Navision ging aus der Fusion von Damgaard und Navision Software hervor, stammt aus Dänemark – und dort findet auch die Basisentwicklung statt. Dazu gehören unter anderem Datenbank, Tools und Frameworks. Die Nordlichter vertreiben ihren englischsprachigen Software-Kern in 29 Länder, in denen dann die Anpassung an nationales Recht, Sprache, fiskaltechnische Gegebenheiten und markttypische Anforderungen stattfindet. Die deutsche Version erfährt ihre Abstimmung in relativer Nähe zur Mutter – nämlich in Hamburg.

Durchschnittlich 70 Prozent der jeweiligen Endlösung sind mit dem Standard abgedeckt. Die Partner – sogenannte NSC (Navision Solution Center) – setzen das Branchen-Know-how und damit das Delta auf die Software-Pyramide. “Eine wohldefinierte Aufgabenverteilung”, nennt Jürgen Baier, Geschäftsführer Navision PC & C Vertriebs GmbH, diese Struktur. Jedem in diesem Modell sei eine feste Rolle zugeteilt, jeder könne sich auf den jeweiligen Vorlieferanten verlassen. “Wir selbst haben zum Beispiel überhaupt kein Branchen-Know-how. Wir wissen nicht, wie eine Lebensmittellösung aussieht. Aber wir haben dedizierte Partner, die nichts anderes machen. Die tun das, was sie können und müssen sich nicht mit Betriebssystem, Datenbank oder FiBu herumschlagen. Das bekommen sie von uns.”
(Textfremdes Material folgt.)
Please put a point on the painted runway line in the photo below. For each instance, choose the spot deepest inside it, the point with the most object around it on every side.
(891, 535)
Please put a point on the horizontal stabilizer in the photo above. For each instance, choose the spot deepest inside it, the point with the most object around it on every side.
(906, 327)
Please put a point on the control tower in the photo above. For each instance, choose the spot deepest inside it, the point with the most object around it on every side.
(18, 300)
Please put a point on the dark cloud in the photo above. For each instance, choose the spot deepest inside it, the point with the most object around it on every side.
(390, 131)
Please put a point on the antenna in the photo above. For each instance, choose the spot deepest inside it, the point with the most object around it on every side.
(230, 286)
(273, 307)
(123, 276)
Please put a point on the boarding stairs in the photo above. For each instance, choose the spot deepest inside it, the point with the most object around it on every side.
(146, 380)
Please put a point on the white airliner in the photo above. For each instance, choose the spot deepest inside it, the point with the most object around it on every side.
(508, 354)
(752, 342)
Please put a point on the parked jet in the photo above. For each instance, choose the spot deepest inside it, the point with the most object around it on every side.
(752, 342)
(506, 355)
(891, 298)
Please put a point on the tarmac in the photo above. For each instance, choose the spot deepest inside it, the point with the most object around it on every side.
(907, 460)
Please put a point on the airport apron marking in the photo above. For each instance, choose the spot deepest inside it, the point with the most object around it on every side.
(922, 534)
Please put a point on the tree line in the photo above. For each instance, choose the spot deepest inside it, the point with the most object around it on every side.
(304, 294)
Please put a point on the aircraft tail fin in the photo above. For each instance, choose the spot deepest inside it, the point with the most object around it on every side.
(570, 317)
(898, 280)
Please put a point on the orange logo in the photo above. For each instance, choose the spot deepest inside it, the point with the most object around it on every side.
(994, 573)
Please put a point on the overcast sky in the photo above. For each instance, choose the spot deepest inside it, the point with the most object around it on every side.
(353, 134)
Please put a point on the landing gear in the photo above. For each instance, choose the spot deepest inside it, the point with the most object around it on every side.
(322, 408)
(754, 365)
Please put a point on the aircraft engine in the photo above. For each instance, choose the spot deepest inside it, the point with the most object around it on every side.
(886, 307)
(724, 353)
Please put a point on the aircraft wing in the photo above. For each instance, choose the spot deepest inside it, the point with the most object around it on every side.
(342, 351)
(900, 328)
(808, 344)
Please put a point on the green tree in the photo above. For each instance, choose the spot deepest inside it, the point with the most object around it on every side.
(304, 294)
In Deutschland hat das Unternehmen rund 8.500 Kunden und 230 Partner. In der Schweiz bedient der ERP-Spezialist gut 900 Installationen mit durchschnittlich 10 Usern. 30.000 Unternehmen weltweit nutzen Navision Software.

PASE erleichtert

Seit Jahren ist das Unternehmen im AIX-Umfeld aktiv und hat schon länger mit dem Gedanken gespielt, auch den iSeries-Markt zu bedienen. “Durch die Möglichkeiten, die PASE uns bietet, haben wir jetzt eine schöne Möglichkeit, unsere bestehenden Produkte auf der AS/400 native laufen zu lassen”, so Jürgen Baier. “Den bestehenden Code haben wir nicht dramatisch verändern müssen, so konnten wir also unsere Strategie der One-Code-Situation für verschiedene Plattformen weiterverfolgen.” Diese Strategie stelle insbesondere sicher, dass man sich nicht verzettele. Navision positioniere sich nicht als plattformunabhängig und frei, sondern suche sich seine Aktivitätsfelder gezielt aus. Und der AS/400- und iSeries-Markt sei ein “absolut interessanter”.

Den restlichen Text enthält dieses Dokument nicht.